Como é bom ter fé. Acreditar num Ser Superior que os ama de maneira incondicional e que nunca os abandona. Ela me disse que em uma das vezes que ele foi para o hospital, numa prece que só o coração de mãe pode fazer com tamanha intensidade, pediu a Nossa Senhora: “Mãe, cuida do nosso menino”.

Entregar-se totalmente aos cuidados da fé e esperar. Essa foi a lição que aprendi nessa visita. É engraçado que, como padre, às vezes penso que tenho que levar uma palavra de conforto, falar do amor de Deus, explicar os caminhos seguros que a fé nos dá. Mas, quando percebo os rumos da conversa, vejo que é o próprio Deus dando uma lição a mim. Ensinando-me a ensinar.

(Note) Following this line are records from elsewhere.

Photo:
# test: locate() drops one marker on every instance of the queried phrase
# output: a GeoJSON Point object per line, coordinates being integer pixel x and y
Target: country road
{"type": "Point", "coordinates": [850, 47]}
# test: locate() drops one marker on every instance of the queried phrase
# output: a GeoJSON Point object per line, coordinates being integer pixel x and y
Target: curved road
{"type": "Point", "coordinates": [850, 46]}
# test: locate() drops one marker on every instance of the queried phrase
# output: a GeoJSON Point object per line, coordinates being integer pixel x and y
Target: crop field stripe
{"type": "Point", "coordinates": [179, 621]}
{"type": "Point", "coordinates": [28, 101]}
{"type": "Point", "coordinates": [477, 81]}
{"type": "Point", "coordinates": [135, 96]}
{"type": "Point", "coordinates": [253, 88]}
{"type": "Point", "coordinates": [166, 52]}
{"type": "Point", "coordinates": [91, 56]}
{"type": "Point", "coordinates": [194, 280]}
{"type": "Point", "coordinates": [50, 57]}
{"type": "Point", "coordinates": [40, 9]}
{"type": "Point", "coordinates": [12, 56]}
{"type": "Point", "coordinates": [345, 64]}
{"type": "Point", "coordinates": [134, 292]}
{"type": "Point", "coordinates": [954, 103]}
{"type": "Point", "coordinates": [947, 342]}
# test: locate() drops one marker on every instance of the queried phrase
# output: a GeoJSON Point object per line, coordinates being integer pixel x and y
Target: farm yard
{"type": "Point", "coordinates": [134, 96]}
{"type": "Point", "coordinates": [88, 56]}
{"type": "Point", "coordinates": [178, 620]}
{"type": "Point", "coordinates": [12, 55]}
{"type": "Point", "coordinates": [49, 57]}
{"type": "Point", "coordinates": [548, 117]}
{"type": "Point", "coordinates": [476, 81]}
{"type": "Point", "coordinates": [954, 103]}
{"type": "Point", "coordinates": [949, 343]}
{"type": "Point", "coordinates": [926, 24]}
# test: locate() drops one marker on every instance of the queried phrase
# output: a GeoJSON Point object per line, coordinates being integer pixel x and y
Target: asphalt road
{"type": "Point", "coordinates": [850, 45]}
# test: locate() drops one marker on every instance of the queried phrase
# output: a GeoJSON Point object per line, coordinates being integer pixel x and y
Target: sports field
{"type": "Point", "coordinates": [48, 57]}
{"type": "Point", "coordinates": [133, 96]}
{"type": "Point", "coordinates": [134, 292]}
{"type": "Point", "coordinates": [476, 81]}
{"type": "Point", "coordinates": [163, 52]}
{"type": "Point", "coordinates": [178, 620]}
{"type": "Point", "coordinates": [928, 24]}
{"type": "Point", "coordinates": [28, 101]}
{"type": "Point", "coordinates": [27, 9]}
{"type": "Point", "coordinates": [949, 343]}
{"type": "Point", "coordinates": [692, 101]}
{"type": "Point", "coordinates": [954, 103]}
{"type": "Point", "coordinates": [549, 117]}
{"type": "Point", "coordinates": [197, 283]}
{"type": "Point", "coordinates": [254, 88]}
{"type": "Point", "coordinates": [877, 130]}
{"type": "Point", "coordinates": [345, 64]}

Um dia, enquanto o sol lentamente se despedia e o crepúsculo tingia o céu de laranja e azul, dando aos olhos mais sensíveis a beleza de um espetáculo à parte, Jesus olhou para os seus discípulos, quase sempre distraídos com os seus afazeres ou pensamentos, e disse: “Vamos para a outra margem!”.

Ao longo da vida vamos aprendendo que ser uma pessoa de fé é estar sempre disposto a ultrapassar os limites. É não se acomodar, pois a qualquer momento precisa partir para a luta e enfrentar um leão. É dar espaço aos propósitos de Deus, sabendo que, às vezes, esses propósitos vêm em forma de cruzes que precisam ser carregadas. A fé nos torna pessoas fortes. Não é só acreditar em Deus. É acreditar, configurar a sua vida nessa crença e caminhar sempre em frente.

Ir para a outra margem é desinstalar-se do comodismo e da preguiça espiritual que nos assola e acaba com a nossa esperança num mundo novo. É descobrir que na vida há muitas possibilidades e, na maioria das vezes, não somos capazes de enxergar, pois nos acostumamos com mediocridade. É triste ser medíocre. Encerra toda a força vital da nossa existência e acaba nos arrastando para um abismo construído pelas nossas próprias escolhas.

Guimarães Rosa, escritor brasileiro, tem um conto chamado “A terceira margem do rio”, e fala sobre uma margem que transcende as possibilidades. Suscita em nós a reflexão sobre uma margem que não é vista a olho nu. Que vai além da perspectiva da lógica humana e nos transporta para outros cenários que só são possíveis para aqueles que têm a coragem de ir além.

Sempre que vejo Jesus convidando para subir numa barca e ir para a outra margem, eu me lembro desse conto. O Senhor sabe que tendemos a nos acomodar na vida, principalmente na vida espiritual. Com isso, Ele insiste que façamos outras experiências, enfrentemos nossos medos, alarguemos nossos limites, aumentemos a nossa fé.

Nesse dia do convite para ir para a outra margem, no meio da travessia, uma tempestade agitou as águas e os discípulos acharam que iriam morrer.

Quanto a Jesus, que também estava no barco com eles, dormia tranquilamente com o seu travesseiro, na parte de trás do barco. Chega a ser engraçado imaginar o desespero daqueles homens e a despreocupação de Jesus, dormindo o sono dos justos.

Eu vi e ouvi aquela mãe e aquele filho jovem e percebi neles a disposição de irem para a outra margem. “Se é para enfrentar tudo de novo, nós vamos enfrentar. Desistir nunca”, ela me disse com o olhar cheio de esperança. E eu acreditei com eles no sucesso do tratamento e na verdade da busca pela cura.

Saí com mais coragem e com a certeza de que eu também preciso ir para a outra margem. Não uma travessia sem sentido de um lado para o outro, mas a terceira margem do rio, que transcende a vida cotidiana e nos faz olhar para a realidade do Céu sem tirar os pés da Terra.